Parameter estimation remains a challenge, even though only four parameters need calibration. The model structure contains three main feedbacks: between groundwater and surface water, between saturated and unsaturated zone and between catchment wetness and (quick/slow) flowroute division. These feedbacks are necessary to simulate the rainfall-runoff processes in lowland catchments adequately, but increase the risk of parameter dependence and equifinality.

Parameter regionalisation using catchment classification

In many Dutch catchments (and polders), discharge is not measured and therefore techniques to estimate parameters without calibration are necessary for application of WALRUS in ungauged catchments. The qualitative relations between catchment characteristics and model parameters suggest that parameter regionalisation could be an option.

As a first step towards parameter regionalisation, streamflow signatures have been computed for 17 gauged catchments from different landscape units in The Netherlands: eleven freely draining catchments and six polders. In five of the polders a pumping station forms the outlet of the catchment. In all six polders surface water is supplied and surface water levels are controlled. As streamflow indices, we computed and compared monthly mean discharges, flow duration curves, autocorrelation functions, baseflow indices and the relative contributions of the variance caused by fluctuations with event, seasonal and multi-year time scales. As an example, the obtained baseflow indices for the different streams (color) are plotted on an elevation map of The Netherlands (grayscale) in the accompanying Figure.

Based on the streamflow indices, the catchments could be divided into four clusters: (1) the slowly responding groundwater systems in the southeast of The Netherlands, (2) the faster responding freely draining catchments, (3) the nearly-flat freely draining catchments and polder catchments with limited influence of pumping stations on the discharge regime, and (4) the polders with a large influence of pumping stations in the west. The clusters can roughly be placed along a southeast-northwest gradient, which corresponds to a decrease in elevation, slope and soil permeability (sand and gravel in the south and east, and clay and peat in the north and west).
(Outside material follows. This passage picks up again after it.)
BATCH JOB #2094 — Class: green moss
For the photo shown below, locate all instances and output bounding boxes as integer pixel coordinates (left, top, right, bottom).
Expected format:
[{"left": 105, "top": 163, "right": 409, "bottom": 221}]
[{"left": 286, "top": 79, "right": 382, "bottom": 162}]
The next step is to calibrate WALRUS for each of these catchments and determine ranges of parameter values for each of these clusters. Water managers can use these parameter ranges to predict discharge with WALRUS, including bandwidths indicating the effect of parameter uncertainty.

Parameter regularisation

Because the model parameters have a physical connotation, it is possible to define reasonable ranges for model parameters, thereby reducing the number of options and the risk of equifinality. These first estimates of parameter values can be obtained from parameter regionalisation. For each parameter a probability distribution can be computed for different situations. When an a priori estimate of parameter values is used in the calibration procedure, optimal parameter values are found more quickly: it is computationally more robust to use a penalty for straining too far from the a priori value than to impose hard boundaries. In addition, the resulting model output (both discharge and internal model variables) is more realistic. Additionally, penalties on unrealistic behaviour in the model variables can be used during model calibration.

Conclusions

The model structure of WALRUS is simple and the number of parameters small. Therefore the role and effect of parameters on model output can be investigated in detail. A first step towards parameter regionalisation, we divided 17 Dutch catchments into four clusters with different streamflow regimes. These clusters could be qualitatively related to catchment characteristics, which is a promising beginning towards parameter estimation without calibration. Parameter regularisation using a priori parameter estimates (for example obtained with parameter regionalisation) would improve the applicability of WALRUS in catchments with a limited amount of data and should be incorporated in every systematic calibration procedure for WALRUS.